A metal detector contains a coil of wire (wrapped around the circular head at the end of the handle) known as the transmitter coil. When electricity flows through the coil, a magnetic field is created all around it. As you sweep the detector over the ground, you make the magnetic field move around too. If you move the detector over a metal object, the moving magnetic field affects the atoms inside the metal. In fact, it changes the way the electrons (tiny particles "orbiting" around those atoms) move. Now if we have a changing magnetic field in the metal, the ghost of James Clerk Maxwell tells us we must also have an electric current moving in there too. In other words, the metal detector creates (or "induces") some electrical activity in the metal. But then Maxwell tells us something else interesting too: if we have electricity moving in a piece of metal, it must create some magnetism as well. So, when you move a metal detector over a piece of metal, the magnetic field coming from the detector causes another magnetic field to appear around the metal.

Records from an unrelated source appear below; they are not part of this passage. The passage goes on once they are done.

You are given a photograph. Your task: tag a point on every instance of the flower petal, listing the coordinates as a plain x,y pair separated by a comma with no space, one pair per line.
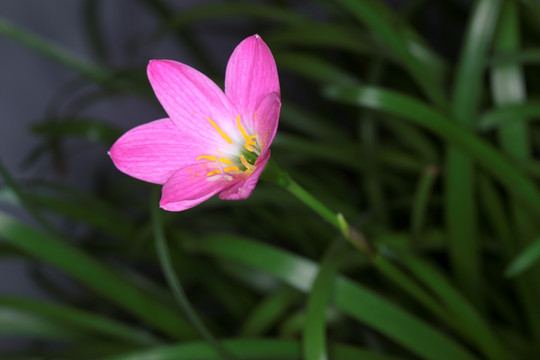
154,151
243,189
251,75
189,187
266,120
191,99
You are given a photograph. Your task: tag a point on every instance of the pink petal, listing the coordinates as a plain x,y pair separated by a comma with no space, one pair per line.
190,186
154,151
266,120
251,75
243,189
190,99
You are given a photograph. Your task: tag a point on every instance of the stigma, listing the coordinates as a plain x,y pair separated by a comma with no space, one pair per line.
229,167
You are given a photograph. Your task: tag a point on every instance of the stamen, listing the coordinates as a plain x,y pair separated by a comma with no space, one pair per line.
248,166
221,132
244,134
213,158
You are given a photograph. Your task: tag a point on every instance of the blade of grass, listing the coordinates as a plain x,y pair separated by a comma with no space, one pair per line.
430,119
498,216
72,319
527,258
25,200
93,274
504,115
313,68
221,10
16,323
353,299
472,325
269,312
162,249
87,128
461,212
382,24
420,204
314,344
52,51
271,349
508,87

It's this second magnetic field, around the metal, that the detector picks up. The metal detector has a second coil of wire in its head (known as the receiver coil) that's connected to a circuit containing a loudspeaker. As you move the detector about over the piece of metal, the magnetic field produced by the metal cuts through the coil. Now if you move a piece of metal through a magnetic field, you make electricity flow through it (remember, that's how a generator works). So, as you move the detector over the metal, electricity flows through the receiver coil, making the loudspeaker click or beep. Hey presto, the metal detector is triggered and you've found something! The closer you move the transmitter coil to the piece of metal, the stronger the magnetic field the transmitter coil creates in it, the stronger the magnetic field the metal creates in the receiver coil, the more current that flows in the loudspeaker, and the louder the noise.